Not far below the terrace where the Imperial Highness was creating such a rumpus, ‘Eudoxia Vatatzes’ was seated on a rock, bare feet enjoying the texture of stone (and childhood) long arms emerging from these faded, but still lovely, carnation sleeves, to embrace bony knees.

E. had not written up the diary, but here it was, all in the head, in the waning light above the pine-crests, between sea and sky: ‘E. Vatatzes’ stroking it out of terracotta arms.

‘… now that I’ve done the deed, now that I’ve invited them , shall I be brave enough to tell? To commit myself to the Golsons even in a moment of crisis: to Curly’s alcoholic breath, cracking seams, Joanie’s steamy bosom, her gasps and blunders, the smell of caoutchouc — to dismiss all the mistakes of the past culminating in Marian s driving the tennis ball against the ivy screen in which sparrows are nesting.

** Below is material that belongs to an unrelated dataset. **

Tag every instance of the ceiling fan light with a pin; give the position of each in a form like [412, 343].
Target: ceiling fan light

Whatever is in store, I must go up. My Angelos is screaming as only a Byzantine emperor can scream.

No, I can never leave him. He is too dependent. Only I am more so. We are welded together, until war, or death, tears us apart.’

He opened the door. ‘ Qui est là?

‘Nous sommes les Golsons.’

‘Who?’

‘Joan and — Curly — Golson.’

He stood looking at them from under that incredible woman’s hat, his lower lip protruding and trembling.

Joan Golson, too, was trembling. ‘You met my husband. You are Monsieur Vatatzes, aren’t you?’

‘He is not at home.’

She could hear Curly murmuring behind her, dragging the soles of his stationary boots on the stone paving. In a moment she would be accused.

‘But how tiresome of us! Have we come on the wrong day? I’m sure your wife said Thursday.’

‘Anna died.’

Joan Golson thought she might burst into tears, when Madame Vatatzes appeared at the end of what must have been a poky hall, but which in the circumstances had taken on the endlessness, the proportions, of a dream perspective, down which this vision was advancing, burnt arms outstretched towards them from long, floating, carnation sleeves.